In many ways, people like me, who can now write about MMA for a living, owe a debt of gratitude to Ortiz. But if the truth must be written, it has become clear that Ortiz's road back to any belt of any significance is long and rocky and likely impassable. The obstacles before him are too young, too powerful, too skilled, and just too many.

He told us before this fight that his back was healed up, that he was 100 percent and that we'd see a new, improved fighter. Ortiz did not fight poorly; he just fought like an older version of the old Tito. In this day and age, that's just not good enough, and there's no indication it will change.

And like the old Ortiz, after he lost by split decision, instead of congratulating Forrest, he mentioned the injuries. A bulging disc and a cracked skull, he claimed, hampered his training and performance.

It's not that those injuries are irrelevant; it's just that no one wants to hear any excuses.

First of all, he didn't need them. He fought hard, and that should have been enough. MMA fans are forgiving of warriors who go out on their shield.

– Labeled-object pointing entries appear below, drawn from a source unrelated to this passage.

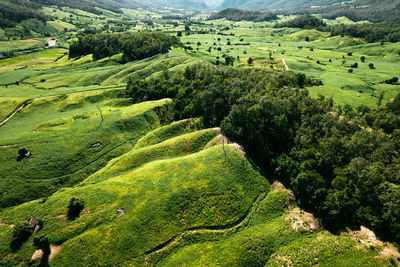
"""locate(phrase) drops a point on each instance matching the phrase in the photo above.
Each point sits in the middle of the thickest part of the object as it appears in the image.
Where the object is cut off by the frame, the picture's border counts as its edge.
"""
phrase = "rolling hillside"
(185, 199)
(280, 5)
(179, 4)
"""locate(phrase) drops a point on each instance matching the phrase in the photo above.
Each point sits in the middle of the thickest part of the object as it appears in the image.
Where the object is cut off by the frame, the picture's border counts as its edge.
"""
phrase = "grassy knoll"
(60, 131)
(268, 239)
(161, 199)
(308, 51)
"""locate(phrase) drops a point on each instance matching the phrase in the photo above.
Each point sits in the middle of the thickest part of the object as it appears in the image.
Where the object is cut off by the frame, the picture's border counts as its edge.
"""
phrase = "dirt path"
(29, 101)
(175, 241)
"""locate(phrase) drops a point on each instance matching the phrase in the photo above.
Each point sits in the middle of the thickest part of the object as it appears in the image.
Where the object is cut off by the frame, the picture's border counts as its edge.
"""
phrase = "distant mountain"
(235, 14)
(181, 4)
(15, 11)
(356, 10)
(277, 4)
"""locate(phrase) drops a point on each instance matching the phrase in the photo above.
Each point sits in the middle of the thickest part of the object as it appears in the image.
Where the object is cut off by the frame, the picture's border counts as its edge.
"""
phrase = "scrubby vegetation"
(137, 150)
(337, 168)
(235, 14)
(133, 46)
(370, 32)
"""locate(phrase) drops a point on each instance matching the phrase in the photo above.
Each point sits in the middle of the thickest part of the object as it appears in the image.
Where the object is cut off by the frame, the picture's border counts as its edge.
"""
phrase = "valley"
(134, 135)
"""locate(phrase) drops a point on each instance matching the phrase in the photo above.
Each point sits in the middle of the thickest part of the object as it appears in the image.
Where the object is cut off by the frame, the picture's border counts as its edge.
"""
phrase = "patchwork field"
(157, 191)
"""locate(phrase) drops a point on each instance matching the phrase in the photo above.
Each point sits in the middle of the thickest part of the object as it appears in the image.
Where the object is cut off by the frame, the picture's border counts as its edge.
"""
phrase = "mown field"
(189, 197)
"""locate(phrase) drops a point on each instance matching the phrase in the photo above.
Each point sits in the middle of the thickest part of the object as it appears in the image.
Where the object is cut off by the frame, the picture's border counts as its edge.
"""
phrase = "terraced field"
(158, 191)
(187, 200)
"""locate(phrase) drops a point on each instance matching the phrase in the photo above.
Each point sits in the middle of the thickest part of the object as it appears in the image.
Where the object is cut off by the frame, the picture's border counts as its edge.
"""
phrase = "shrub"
(75, 207)
(42, 242)
(21, 232)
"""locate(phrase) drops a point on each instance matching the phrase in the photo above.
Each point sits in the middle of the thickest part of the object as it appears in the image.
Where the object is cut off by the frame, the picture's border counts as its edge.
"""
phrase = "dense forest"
(342, 164)
(133, 46)
(372, 10)
(235, 14)
(369, 32)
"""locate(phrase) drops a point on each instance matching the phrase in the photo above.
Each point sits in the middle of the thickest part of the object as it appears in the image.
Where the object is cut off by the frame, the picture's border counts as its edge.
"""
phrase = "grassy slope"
(284, 44)
(268, 240)
(161, 198)
(59, 132)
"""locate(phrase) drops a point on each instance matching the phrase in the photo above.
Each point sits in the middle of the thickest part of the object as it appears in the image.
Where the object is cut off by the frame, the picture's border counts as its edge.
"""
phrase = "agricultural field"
(154, 189)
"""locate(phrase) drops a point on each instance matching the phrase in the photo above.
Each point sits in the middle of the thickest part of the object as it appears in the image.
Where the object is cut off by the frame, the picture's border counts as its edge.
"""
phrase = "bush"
(21, 232)
(75, 207)
(42, 242)
(393, 80)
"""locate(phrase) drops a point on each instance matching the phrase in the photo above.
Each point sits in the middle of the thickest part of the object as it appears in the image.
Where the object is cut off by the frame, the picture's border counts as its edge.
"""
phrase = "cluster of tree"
(369, 32)
(13, 12)
(235, 14)
(134, 46)
(342, 164)
(372, 10)
(86, 5)
(304, 22)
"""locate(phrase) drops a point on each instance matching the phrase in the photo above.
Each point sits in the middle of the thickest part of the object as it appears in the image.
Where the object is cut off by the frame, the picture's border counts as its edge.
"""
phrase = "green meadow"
(189, 199)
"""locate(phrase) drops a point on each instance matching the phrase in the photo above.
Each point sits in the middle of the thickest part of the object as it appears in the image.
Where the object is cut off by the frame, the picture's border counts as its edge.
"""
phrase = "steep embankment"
(186, 199)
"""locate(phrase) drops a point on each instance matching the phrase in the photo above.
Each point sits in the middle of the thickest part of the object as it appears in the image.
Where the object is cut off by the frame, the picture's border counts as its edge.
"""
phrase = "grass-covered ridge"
(60, 133)
(211, 188)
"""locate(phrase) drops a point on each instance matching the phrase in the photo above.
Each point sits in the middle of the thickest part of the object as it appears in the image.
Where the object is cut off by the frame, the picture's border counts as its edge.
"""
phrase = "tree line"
(369, 32)
(235, 14)
(134, 46)
(15, 11)
(342, 164)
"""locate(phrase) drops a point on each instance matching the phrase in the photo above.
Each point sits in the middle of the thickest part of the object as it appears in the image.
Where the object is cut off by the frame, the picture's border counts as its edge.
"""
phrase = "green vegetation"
(371, 33)
(235, 14)
(134, 46)
(136, 149)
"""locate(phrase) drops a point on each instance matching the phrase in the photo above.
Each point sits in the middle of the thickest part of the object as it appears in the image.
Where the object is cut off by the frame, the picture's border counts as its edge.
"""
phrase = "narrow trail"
(175, 241)
(30, 101)
(284, 62)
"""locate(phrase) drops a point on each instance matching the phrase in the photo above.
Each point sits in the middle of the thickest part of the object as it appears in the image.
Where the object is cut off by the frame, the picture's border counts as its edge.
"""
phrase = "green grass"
(59, 132)
(268, 240)
(166, 132)
(211, 188)
(188, 199)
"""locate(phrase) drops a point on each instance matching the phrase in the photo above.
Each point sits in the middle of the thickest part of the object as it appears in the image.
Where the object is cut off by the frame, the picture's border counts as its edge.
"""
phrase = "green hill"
(186, 201)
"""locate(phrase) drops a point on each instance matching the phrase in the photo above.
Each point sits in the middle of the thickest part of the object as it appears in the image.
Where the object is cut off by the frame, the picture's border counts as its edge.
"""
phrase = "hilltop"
(159, 136)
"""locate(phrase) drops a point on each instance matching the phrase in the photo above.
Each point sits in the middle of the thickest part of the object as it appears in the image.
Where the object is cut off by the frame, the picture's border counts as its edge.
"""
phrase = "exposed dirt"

Secondly, he spent the last several months telling us he felt like new. The excuses -- or health issues, as he'd likely call them -- will do nothing but anger the fans. Ortiz should know this by now. It's one thing to be a rookie and make that mistake, but any veteran knows that once you take the fight, all of your problems become background noise; the match is the symphony by which we hear you.

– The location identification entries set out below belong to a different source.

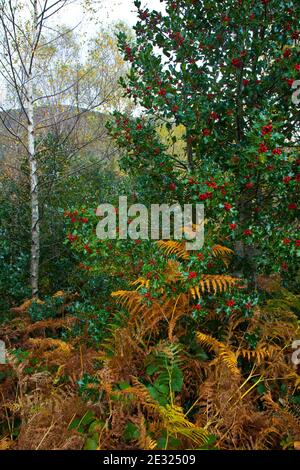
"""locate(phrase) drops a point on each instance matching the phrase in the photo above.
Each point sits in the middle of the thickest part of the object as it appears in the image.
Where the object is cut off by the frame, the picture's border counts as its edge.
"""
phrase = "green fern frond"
(221, 350)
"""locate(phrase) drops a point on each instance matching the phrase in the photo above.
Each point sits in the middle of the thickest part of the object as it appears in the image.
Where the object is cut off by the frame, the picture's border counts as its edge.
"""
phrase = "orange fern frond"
(172, 247)
(222, 351)
(141, 282)
(213, 283)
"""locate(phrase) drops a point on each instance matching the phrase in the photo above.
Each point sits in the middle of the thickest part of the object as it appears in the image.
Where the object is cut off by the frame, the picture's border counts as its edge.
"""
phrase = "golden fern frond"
(213, 283)
(141, 282)
(176, 423)
(223, 252)
(222, 351)
(141, 392)
(220, 250)
(172, 247)
(5, 443)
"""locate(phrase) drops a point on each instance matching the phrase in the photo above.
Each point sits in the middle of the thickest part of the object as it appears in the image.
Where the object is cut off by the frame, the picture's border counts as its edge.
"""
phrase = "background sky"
(108, 12)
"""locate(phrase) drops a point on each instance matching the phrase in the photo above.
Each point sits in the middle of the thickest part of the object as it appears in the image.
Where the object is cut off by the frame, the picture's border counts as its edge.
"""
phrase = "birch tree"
(33, 80)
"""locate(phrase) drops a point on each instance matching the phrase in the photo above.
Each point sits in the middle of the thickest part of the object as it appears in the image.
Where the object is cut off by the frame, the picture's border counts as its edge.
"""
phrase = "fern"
(213, 283)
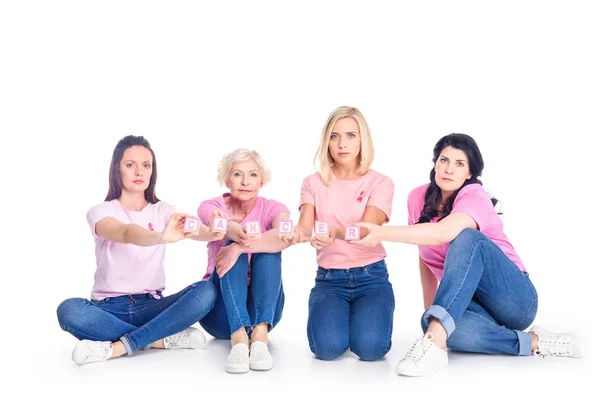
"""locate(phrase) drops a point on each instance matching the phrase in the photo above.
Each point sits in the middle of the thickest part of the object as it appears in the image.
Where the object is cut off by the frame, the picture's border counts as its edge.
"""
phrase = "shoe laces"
(420, 348)
(557, 348)
(239, 354)
(177, 339)
(259, 351)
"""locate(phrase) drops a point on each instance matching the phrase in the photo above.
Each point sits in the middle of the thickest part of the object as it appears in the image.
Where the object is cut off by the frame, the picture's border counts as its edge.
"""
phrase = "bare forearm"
(427, 234)
(135, 234)
(205, 234)
(269, 242)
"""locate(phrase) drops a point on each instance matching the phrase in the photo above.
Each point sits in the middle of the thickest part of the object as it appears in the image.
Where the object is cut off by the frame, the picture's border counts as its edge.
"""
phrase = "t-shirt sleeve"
(97, 213)
(206, 209)
(382, 197)
(272, 210)
(167, 210)
(415, 207)
(307, 195)
(475, 202)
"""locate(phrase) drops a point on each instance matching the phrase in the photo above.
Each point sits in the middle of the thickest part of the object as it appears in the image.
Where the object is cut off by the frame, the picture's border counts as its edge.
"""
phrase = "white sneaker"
(87, 351)
(423, 358)
(556, 344)
(191, 338)
(260, 358)
(238, 360)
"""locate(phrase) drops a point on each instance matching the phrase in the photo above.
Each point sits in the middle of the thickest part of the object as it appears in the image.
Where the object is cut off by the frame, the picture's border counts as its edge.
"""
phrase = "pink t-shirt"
(125, 269)
(471, 200)
(264, 211)
(343, 204)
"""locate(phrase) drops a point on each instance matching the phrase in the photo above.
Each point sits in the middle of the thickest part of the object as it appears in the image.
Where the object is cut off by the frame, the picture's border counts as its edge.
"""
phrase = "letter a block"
(321, 228)
(192, 224)
(286, 228)
(352, 233)
(253, 229)
(220, 224)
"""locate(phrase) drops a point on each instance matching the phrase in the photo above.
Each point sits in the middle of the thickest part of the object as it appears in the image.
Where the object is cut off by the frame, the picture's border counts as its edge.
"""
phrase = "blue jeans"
(242, 305)
(484, 301)
(137, 320)
(351, 308)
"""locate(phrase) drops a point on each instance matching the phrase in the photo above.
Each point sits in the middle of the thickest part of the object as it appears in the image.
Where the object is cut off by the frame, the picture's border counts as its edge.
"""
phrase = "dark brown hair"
(114, 177)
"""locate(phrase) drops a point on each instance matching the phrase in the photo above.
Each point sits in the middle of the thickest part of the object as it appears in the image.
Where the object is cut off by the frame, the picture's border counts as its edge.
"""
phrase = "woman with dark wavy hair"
(127, 311)
(476, 291)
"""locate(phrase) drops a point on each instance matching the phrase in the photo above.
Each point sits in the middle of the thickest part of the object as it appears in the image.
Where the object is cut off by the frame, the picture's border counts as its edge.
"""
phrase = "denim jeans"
(351, 308)
(241, 304)
(137, 320)
(484, 301)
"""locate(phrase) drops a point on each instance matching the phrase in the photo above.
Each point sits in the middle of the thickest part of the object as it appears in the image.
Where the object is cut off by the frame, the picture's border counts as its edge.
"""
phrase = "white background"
(199, 80)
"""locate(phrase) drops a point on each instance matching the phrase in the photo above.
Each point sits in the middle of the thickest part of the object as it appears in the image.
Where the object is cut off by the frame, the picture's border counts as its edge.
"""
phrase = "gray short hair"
(238, 155)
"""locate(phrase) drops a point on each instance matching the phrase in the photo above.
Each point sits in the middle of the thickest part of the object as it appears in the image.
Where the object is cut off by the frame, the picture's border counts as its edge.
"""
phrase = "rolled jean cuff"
(524, 343)
(127, 345)
(442, 315)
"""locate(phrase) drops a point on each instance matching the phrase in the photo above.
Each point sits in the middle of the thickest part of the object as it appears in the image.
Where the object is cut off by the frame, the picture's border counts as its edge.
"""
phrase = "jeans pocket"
(377, 271)
(321, 276)
(531, 311)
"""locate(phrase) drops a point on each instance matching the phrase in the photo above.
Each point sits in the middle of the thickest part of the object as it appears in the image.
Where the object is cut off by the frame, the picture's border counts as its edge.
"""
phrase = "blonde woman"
(246, 271)
(351, 305)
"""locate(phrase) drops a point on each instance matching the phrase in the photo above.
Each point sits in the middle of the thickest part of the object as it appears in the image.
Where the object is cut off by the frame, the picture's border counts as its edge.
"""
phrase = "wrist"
(236, 247)
(161, 239)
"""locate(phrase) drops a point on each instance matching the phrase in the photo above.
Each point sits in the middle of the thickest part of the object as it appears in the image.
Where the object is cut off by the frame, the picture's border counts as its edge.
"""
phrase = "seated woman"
(485, 298)
(128, 311)
(245, 270)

We heard about his repaired back, and how fluid he was looking in his striking, and you couldn't help but think that if both things were true, that maybe he could find his way back into the title mix. But except for a brief few second-round moments in Griffin's guard, raining down elbows in a rerun of his earlier days, Ortiz did not have many moments of success. Griffin (17-6) was faster with his punches, crisper with his strikes, and even had more power. Even when his strikes were getting blocked, he was by far the busier fighter. By the third round, it was hardly competitive, with Griffin teeing off on Ortiz, who was clearly exhausted, perhaps the cumulative effect of ring rust, injuries and age.

Think about this: In less than 40 days, it will be 2010. Ortiz has not won a match since 2006. That is a lot of history, over 1,100 days since Ortiz's hand was raised in victory. Since then, he's lost three times, had a draw, been frozen out of the UFC, had back surgery, had twins with his girlfriend Jenna Jameson, flirted with other organizations, rehabbed and returned.

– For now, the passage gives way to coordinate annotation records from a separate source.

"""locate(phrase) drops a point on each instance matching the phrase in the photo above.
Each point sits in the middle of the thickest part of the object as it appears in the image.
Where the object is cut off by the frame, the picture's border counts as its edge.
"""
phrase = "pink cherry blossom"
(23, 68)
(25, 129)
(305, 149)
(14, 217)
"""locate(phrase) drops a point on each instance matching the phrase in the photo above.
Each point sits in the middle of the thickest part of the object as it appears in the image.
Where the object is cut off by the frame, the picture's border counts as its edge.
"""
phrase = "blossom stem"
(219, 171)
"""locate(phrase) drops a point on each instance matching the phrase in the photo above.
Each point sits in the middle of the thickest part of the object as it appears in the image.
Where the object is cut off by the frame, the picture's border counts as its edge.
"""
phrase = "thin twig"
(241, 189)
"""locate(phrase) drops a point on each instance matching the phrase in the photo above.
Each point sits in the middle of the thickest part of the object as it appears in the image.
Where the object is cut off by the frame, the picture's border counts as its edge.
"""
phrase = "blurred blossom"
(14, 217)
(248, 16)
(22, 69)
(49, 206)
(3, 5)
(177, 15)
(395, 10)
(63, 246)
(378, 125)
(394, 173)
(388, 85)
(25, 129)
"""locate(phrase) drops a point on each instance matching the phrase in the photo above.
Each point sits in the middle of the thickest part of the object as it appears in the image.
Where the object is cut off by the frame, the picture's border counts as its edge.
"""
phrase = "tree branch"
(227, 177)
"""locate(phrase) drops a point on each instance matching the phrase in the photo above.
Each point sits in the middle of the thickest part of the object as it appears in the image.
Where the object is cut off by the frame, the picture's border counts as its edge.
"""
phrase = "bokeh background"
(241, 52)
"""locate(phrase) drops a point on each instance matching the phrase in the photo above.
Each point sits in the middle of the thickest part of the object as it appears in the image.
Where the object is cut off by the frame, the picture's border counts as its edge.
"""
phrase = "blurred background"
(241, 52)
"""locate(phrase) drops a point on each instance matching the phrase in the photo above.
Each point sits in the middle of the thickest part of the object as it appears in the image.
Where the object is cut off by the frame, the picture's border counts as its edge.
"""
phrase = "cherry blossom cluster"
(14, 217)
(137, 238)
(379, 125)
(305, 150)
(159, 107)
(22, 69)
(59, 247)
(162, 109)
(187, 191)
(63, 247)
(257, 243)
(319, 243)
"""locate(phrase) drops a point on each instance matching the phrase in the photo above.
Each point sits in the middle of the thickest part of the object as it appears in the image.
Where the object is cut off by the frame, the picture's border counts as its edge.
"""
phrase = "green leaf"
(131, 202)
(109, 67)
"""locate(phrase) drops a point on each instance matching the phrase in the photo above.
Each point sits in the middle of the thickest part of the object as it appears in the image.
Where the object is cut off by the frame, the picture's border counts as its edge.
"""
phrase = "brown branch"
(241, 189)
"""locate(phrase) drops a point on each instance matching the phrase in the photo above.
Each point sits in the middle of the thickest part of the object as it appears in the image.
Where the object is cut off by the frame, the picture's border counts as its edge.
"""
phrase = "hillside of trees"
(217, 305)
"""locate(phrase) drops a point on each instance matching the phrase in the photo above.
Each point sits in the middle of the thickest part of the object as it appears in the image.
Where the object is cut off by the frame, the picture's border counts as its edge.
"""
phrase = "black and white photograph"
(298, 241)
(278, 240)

That's a lot of life lived between wins, and a lot of age to overcome. He turns 35 in two months, and now admits he still has a bad back. In a division with sturdy, well-rounded veterans like Lyoto Machida, Mauricio "Shogun" Rua and Rashad Evans, surging youngsters like Jon Jones, Thiago Silva and Ryan Bader, the ageless legend Randy Couture and even an occasional appearance from Anderson Silva, this is not a weight class with any gimmes. And it is not a weight class with an easy roads towards the top.

As much as Ortiz loves to fight, he can't will himself to be a major threat in the division anymore. He's been so wrestling dependent that his future success hinges on getting his back healthy, and it hasn't been healthy in years. That makes it difficult to envision a scenario in which a 35-year-old coming off major surgery can find a way to beat any younger, stronger fighters.

All that said, Ortiz put forth a spirited effort against the always game Griffin. One ringside judge had him winning, though most observers felt Griffin earned the nod. Multi-millionaires don't have to put themselves through the kind of physical torture he went through just to walk into a cage and possibly suffer more harm. But he is, after all, a legend for a reason, and that should always be remembered. Ortiz raining down ground and pound will always be one of the indelible images of the early days.

Once upon a time, he was feared and furious. Now, he is just one of the many. Perhaps the tradeoff is this: Ortiz fans will probably no longer expect a win as much as they expect a show. And in that, the legend has always delivered.